The competitive backdrop matters. Databricks and Snowflake both already support Apache Iceberg in their platforms. SAP is not leading the open lakehouse standard; it is arriving after competitors established the terrain. Dremio's value to SAP is not that it invented the approach but that it brings an existing enterprise customer base, including Shell, TD Bank, and Michelin, among those cited in the announcement, and a team that has been a primary contributor to Apache Iceberg, Apache Polaris, and Apache Arrow open source projects. GitHub activity across Dremio's open source repositories shows active commit maintenance through May 2026, with iceberg-auth-manager updated in November 2025 and dremio-oss refreshed in January 2026 — the cadence of a live project rather than a maintained-but-dormant acquisition target. Whether that gives SAP a genuine lead or merely catches it up to where the market already is depends on execution that hasn't happened yet.
There is a historical parallel worth considering. When Salesforce acquired Slack in 2021, it was a similar admission: an application-layer company acknowledging that its platform needed a data integration layer to stay competitive. Salesforce spent years afterward trying to make that acquisition pay off, with mixed results. The application layer has a way of reasserting itself. SAP is betting it can do what Salesforce struggled with — genuinely open the stack rather than just rebranding the integration layer. The evidence for that is thin.
Competitors are making analogous moves. Snowflake made a strategic investment in AtScale, a semantic layer services provider, in December 2025. Databricks has invested in AI agent companies and deepened its OpenAI partnership. Both are signaling that the semantic or data layer is where competitive advantage is shifting — which validates SAP's direction if not its specific execution. If SAP succeeds in turning Business Data Cloud into a genuinely open lakehouse, expect Oracle and Microsoft to feel pressure to respond, since neither has a direct equivalent. That is a signal worth watching.
The Prior Labs bet is cheaper and earlier-stage. Tabular Foundation Models are a real research area. The TabPFN family has been in development since 2022 under Frank Hutter's research group at the University of Freiburg, but the commercial track record is thin. TabPFN v2 handles datasets up to 10,000 samples. TabPFN-2.5, released recently, scales to 50,000 samples and 2,000 features, according to Prior Labs. One billion euros over four years is not large for a frontier AI laboratory build-out, which suggests SAP is acquiring early research capability rather than a proven production system. That is not necessarily wrong.
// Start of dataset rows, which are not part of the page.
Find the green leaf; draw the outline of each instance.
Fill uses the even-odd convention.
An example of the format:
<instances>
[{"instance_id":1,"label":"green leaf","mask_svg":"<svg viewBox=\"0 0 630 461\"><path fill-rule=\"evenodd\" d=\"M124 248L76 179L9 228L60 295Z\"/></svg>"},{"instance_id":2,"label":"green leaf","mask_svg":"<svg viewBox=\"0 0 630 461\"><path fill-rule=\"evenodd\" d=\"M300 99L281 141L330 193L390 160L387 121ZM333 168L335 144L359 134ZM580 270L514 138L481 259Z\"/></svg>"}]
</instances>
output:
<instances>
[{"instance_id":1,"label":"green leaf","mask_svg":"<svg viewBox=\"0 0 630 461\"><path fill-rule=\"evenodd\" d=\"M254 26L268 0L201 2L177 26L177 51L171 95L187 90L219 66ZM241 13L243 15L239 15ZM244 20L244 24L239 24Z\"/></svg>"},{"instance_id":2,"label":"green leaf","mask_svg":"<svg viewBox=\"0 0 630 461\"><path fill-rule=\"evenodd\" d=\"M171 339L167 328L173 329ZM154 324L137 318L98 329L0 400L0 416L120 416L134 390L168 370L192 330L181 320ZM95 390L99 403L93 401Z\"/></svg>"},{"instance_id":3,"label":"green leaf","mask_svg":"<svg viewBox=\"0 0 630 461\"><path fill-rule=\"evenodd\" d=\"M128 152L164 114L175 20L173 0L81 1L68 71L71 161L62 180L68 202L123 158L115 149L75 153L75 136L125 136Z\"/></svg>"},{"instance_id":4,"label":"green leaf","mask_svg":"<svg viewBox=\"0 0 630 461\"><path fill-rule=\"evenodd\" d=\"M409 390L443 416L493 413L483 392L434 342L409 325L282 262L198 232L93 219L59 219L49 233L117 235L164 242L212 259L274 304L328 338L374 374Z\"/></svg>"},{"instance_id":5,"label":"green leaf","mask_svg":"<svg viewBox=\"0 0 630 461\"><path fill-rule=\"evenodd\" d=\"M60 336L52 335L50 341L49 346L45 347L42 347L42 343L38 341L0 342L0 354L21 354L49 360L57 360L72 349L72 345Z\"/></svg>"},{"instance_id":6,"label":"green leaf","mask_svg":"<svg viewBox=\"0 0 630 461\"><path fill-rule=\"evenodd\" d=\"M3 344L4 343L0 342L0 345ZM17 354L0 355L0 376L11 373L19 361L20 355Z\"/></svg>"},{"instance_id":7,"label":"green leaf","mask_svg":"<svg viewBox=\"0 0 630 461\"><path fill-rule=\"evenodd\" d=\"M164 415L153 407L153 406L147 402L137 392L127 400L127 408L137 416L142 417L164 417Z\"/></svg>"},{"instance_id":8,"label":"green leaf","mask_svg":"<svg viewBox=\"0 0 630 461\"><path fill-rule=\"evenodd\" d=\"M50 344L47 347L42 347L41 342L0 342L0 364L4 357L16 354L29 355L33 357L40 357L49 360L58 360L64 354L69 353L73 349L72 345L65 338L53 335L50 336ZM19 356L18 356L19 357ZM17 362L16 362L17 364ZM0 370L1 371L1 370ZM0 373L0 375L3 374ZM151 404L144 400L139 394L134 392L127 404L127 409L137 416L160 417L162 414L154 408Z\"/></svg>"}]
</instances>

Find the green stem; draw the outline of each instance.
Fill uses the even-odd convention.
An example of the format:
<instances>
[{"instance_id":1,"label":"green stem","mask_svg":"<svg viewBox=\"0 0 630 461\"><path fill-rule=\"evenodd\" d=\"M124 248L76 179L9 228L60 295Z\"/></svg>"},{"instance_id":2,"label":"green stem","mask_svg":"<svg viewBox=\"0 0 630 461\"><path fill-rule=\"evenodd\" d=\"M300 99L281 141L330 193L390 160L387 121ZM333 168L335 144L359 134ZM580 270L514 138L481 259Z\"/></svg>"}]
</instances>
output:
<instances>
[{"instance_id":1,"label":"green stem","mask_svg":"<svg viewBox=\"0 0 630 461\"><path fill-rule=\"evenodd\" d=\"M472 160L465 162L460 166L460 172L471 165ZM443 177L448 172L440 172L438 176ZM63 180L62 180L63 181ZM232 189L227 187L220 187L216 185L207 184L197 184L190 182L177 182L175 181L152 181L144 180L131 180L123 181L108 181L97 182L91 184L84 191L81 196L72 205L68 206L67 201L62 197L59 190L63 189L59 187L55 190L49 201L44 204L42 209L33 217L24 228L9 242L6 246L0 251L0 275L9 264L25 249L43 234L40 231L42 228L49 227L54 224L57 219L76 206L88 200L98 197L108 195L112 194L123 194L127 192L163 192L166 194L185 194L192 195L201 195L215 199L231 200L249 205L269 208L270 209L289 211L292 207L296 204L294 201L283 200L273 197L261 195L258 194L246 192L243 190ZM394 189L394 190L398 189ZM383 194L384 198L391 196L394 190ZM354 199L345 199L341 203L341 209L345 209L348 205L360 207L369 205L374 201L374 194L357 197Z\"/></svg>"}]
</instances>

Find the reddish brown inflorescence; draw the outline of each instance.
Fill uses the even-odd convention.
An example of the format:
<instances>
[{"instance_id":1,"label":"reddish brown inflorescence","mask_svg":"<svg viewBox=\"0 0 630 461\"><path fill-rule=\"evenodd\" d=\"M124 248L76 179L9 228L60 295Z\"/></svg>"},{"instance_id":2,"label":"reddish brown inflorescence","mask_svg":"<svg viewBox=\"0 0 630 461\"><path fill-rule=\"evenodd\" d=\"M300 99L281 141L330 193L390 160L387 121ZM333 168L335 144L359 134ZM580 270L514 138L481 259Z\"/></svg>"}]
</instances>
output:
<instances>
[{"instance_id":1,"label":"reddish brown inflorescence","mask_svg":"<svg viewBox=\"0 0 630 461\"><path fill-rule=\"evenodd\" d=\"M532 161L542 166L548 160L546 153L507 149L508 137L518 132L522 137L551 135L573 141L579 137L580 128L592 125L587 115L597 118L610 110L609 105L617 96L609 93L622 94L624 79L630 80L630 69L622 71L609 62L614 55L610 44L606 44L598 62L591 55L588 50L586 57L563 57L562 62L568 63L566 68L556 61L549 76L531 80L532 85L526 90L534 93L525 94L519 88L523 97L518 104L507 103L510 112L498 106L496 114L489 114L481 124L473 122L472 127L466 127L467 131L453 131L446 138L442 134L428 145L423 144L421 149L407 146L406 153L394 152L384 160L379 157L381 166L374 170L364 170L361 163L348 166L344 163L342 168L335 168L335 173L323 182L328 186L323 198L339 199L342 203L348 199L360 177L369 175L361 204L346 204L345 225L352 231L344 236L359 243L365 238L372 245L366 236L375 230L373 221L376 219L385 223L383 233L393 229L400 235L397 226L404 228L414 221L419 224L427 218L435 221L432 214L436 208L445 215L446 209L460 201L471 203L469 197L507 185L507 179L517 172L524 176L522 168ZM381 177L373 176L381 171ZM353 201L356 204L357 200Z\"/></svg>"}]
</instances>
The TabPFN approach of in-context prediction without traditional model training is genuinely different, but it carries significant execution risk.
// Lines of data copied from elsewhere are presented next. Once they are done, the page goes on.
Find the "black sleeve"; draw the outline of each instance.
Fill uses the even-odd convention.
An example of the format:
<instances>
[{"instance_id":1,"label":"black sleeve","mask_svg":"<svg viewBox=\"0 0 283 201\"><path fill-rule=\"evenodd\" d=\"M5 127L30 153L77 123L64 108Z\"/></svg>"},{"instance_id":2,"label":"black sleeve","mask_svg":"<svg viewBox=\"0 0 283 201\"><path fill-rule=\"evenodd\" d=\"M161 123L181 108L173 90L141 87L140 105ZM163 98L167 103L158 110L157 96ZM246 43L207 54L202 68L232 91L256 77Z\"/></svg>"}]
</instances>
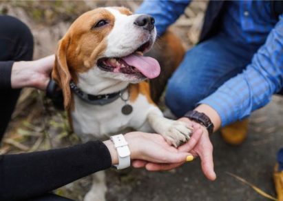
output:
<instances>
[{"instance_id":1,"label":"black sleeve","mask_svg":"<svg viewBox=\"0 0 283 201\"><path fill-rule=\"evenodd\" d=\"M0 61L0 89L11 88L11 73L14 61Z\"/></svg>"},{"instance_id":2,"label":"black sleeve","mask_svg":"<svg viewBox=\"0 0 283 201\"><path fill-rule=\"evenodd\" d=\"M109 168L101 141L29 153L0 155L0 200L27 199Z\"/></svg>"}]
</instances>

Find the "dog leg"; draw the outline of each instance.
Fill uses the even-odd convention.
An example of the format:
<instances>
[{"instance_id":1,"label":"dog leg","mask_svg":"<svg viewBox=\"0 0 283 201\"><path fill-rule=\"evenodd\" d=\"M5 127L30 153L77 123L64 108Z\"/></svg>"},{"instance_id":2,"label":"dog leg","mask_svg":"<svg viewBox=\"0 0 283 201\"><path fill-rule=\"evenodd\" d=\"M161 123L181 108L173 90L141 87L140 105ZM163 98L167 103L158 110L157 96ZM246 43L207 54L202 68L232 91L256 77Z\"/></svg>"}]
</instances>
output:
<instances>
[{"instance_id":1,"label":"dog leg","mask_svg":"<svg viewBox=\"0 0 283 201\"><path fill-rule=\"evenodd\" d=\"M167 119L154 111L147 115L147 121L156 133L163 135L169 144L175 147L187 141L193 130L186 122Z\"/></svg>"},{"instance_id":2,"label":"dog leg","mask_svg":"<svg viewBox=\"0 0 283 201\"><path fill-rule=\"evenodd\" d=\"M92 186L85 195L84 201L105 201L106 186L105 172L102 171L92 175Z\"/></svg>"}]
</instances>

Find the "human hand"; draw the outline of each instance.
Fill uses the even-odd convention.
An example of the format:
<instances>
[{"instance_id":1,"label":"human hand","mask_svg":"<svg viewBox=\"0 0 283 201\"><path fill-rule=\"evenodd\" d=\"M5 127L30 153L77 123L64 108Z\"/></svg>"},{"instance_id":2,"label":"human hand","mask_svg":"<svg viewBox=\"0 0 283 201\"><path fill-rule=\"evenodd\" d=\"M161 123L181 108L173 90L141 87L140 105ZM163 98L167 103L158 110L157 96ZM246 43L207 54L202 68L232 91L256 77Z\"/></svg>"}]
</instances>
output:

What SAP is actually admitting, beneath the agentic AI framing, is that its proprietary data stack became a liability. The company that built its empire on integrated business software with tightly controlled data formats is now buying the antidote. The question for enterprise buyers is not abstract: Dremio's open lakehouse either becomes a genuine liberation of their data or a new lock-in vector wearing an open-source costume. The architecture supports the former. The incentives point the other way. Watch what SAP charges for once the acquisition closes.